Ces caractéristiques compliquent substantiellement la tâche de traduction, sans compter les difficultés inhérentes au processus de traduction lui-même et aux différences structurelles existant entre la langue source et la langue cible. C’est pourquoi le traducteur et, plus encore, l’interprète sont des acteurs importants dans les contextes, liés à la justice, où plus d’une langue est utilisée. Il semble malheureusement que leur présence dans ces contextes ne soit pas nécessairement privilégiée. À ce sujet, Hales et Gibbons (1999 : 207) mentionnent que : « Although interpreters are essentials in bilingual cases, they are not particularly liked by anyone in the courtroom. They are often seen as a necessary evil that is tolerated rather than welcome. » Afin de comprendre le fondement de cette remarque, plusieurs facteurs sont à prendre en cause.

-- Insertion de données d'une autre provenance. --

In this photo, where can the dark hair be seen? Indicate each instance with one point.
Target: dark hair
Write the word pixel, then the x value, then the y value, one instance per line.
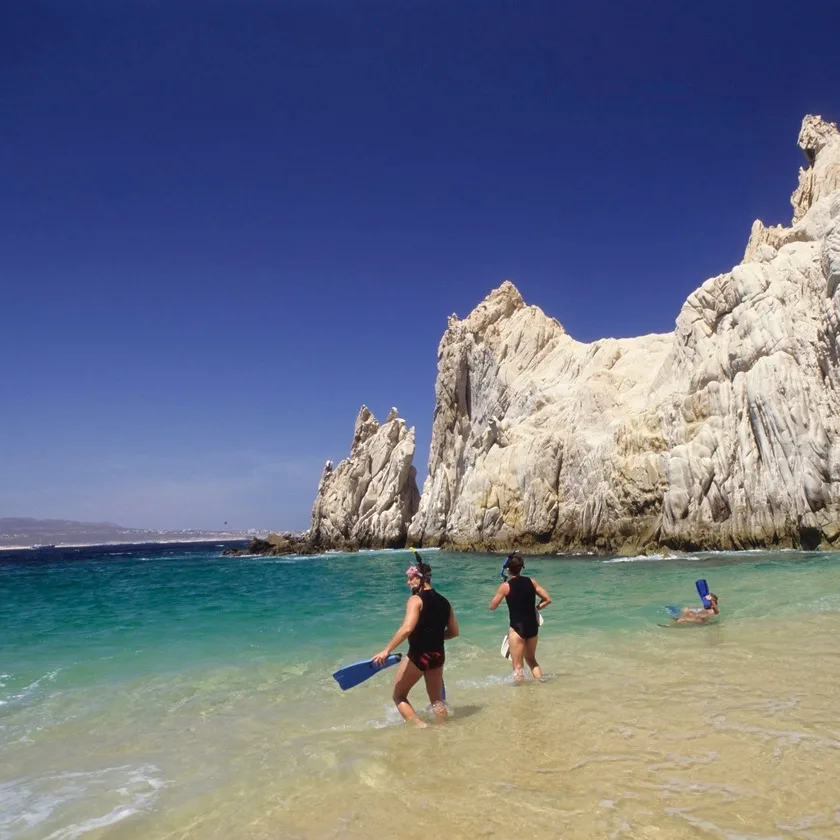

Alors que le traducteur a la possibilité d’étudier complètement le document avant d’entreprendre sa tâche de traduction, l’interprète n’a pas cette chance et doit composer en instantané avec les difficultés qu’il rencontre. Son premier rôle est d’agir en tant que vecteur neutre et pont interculturel, transposant ainsi, non seulement, l’information, mais également tout un ensemble de normes sociales et culturelles de la façon la plus objective qui soit. Ce qui n’est pas une mince affaire, puisque traduire un segment dans toute sa subtilité, surtout en simultané, tient pratiquement de l’impossible. L’interprète sera également perçu comme une source ou un expert de la culture cible étant données ses connaissances culturelles et linguistiques, mais à celles-ci doivent

s’ajouter des connaissances relatives à la justice et à son fonctionnement, puisque sa tâche sera aussi d’expliquer les procédures et présomptions au témoin ou à l’accusé. Cette fonction n’est certes pas facile à assumer, car l’interprète a parfois tendance à jouer au protecteur avec l’accusé ou le témoin et à devenir plus subjectif, ce qui n’est en aucun cas souhaitable. De la même façon, il deviendra l’aiguilleur, le contrôleur discursif, celui qui détermine les tours de parole, ce qui pourrait nuire aux tactiques de coercition ou de déstabilisation mises en œuvre par la personne qui interroge. L’interprète est destiné à être pris entre l’arbre et l’écorce : il facilite et complexifie le travail de l’avocat, de l’enquêteur, etc. Il permet aux deux parties de se comprendre, mais met un frein aux tactiques d’intimidation ou de persuasion auxquelles les acteurs ont souvent recours dans le système judiciaire.

Par exemple, la disparition ou l’ajout de marqueurs discursifs dans l’interprétariat lors d’un interrogatoire ou d’un contre-interrogatoire peuvent changer l’implication et altérer la force illocutoire d’un énoncé, ayant une répercussion sur la réaction qu’il entraîne (Hale, 1999). De la même façon, l’absence d’un interprète ou le non- respect des normes d’interprétariat lors d’un interrogatoire par la police peuvent porter atteinte à l’intégrité d’un témoin ou d’un accusé, celui-ci n’étant pas toujours en mesure de comprendre ses droits (Berk-Seligson, 1999). Qu’elle soit orale ou écrite, instantanée ou différée, qu’elle opère sur des textes de lois ou autres types de documents; la traduction occupe, en contexte judiciaire, une place importante. Bien que sa pratique et son étude prennent racine il y a des siècles, il ne faut pas minimiser les efforts quant à leur utilisation et leur amélioration, puisque la plus petite ambiguïté apportée par une traduction peut mener à une condamnation injustifiée.